Addio a Michele Santoro, il gigante della tv che parlava sottovoce e sorrideva con gli occhi
La musica italiana piange una figura di rilievo: Michele Santoro, chitarrista di talento che ha accompagnato nomi illustri e contribuito a progetti di rilievo nel panorama nazionale. Originario di Belluno, ha costruito una carriera lunga e fruttuosa, segnando tappe significative sia in Italia sia all’estero. Dopo una lunga malattia, è scomparso in età 72 anni la vigilia di Natale, lasciando un’eredità che continua a influenzare musicisti e appassionati. L’itinerario artistico di Santoro si è intrecciato con la scena musicale del nostro paese in modo evidente e duraturo, testimoniando una versatilità che ha attraversato generi e collaborazioni di rilievo.

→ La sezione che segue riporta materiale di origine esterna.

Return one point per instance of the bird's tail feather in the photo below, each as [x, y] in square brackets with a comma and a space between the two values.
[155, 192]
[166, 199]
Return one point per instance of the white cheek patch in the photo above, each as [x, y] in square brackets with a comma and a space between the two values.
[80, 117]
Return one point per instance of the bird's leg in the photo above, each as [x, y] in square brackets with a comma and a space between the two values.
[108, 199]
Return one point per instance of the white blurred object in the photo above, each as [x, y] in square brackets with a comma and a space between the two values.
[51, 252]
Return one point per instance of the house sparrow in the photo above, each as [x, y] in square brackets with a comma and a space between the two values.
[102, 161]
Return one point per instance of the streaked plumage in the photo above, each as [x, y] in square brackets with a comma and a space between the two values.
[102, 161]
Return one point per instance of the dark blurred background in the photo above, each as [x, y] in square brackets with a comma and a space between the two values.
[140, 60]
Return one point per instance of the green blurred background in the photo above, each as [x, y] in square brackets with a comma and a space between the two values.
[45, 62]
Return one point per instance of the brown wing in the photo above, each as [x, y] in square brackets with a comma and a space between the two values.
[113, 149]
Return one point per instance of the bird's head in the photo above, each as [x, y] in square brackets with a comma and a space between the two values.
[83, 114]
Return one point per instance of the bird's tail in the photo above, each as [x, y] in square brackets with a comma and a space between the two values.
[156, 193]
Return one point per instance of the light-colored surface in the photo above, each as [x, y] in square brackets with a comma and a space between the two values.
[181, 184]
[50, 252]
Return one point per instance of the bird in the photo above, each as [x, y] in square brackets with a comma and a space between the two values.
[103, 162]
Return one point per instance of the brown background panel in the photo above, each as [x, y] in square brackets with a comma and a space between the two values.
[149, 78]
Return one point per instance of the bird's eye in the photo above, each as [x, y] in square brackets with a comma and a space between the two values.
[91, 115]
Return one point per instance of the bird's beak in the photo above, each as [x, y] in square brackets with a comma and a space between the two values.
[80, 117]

michele santoro: chitarrista e figura della musica italiana
origini e formazione
La passione per la musica ha accompagnato Santoro sin dall’inizio, distinguendosi in gruppi locali durante gli anni Sessanta e Settanta. Dopo aver conseguito il diploma in chitarra classica presso un conservatorio riconosciuto, ha intrapreso il percorso professionale che lo ha portato lontano dal suo territorio natio, trasferendosi a Roma per inserirsi nella scena musicale nazionale.
collaborazioni e momenti chiave
Nel corso degli anni ha offerto supporto a numerosi artisti di primo piano come Renato Zero, Enrico Ruggeri e Gianni Morandi. La sua versatilità ha permesso di accompagnare tournée e performance su palchi italiani ed esteri, definendo una presenza stabile come strumentista apprezzato per la precisione e l’adattabilità stilistica. Tra i momenti salienti figura una apparizione notturna nel 1986, quando Morandi lo presentò per valorizzare le sue doti interpretative. Un’altra pagina significativa resta la direzione dell’orchestra al Festival di Sanremo nel 1998, durante l’esibizione di Mino Reitano, un incarico che consolidò la reputazione di Santoro nel panorama musicale.
ricordi e testimonianze sul valore artistico
La figura di Santoro è stata ricordata da colleghi e amici come una presenza di grande cultura musicale e sensibilità artistica. Tra le parole di stima spiccano descrizioni di una personalità _colta_ e _discreta_ che ha saputo coniugare tecnica impeccabile e spirito collaborativo, contribuendo a due progetti discografici di rilievo che hanno restituito una parte significativa della sua poetica compositiva.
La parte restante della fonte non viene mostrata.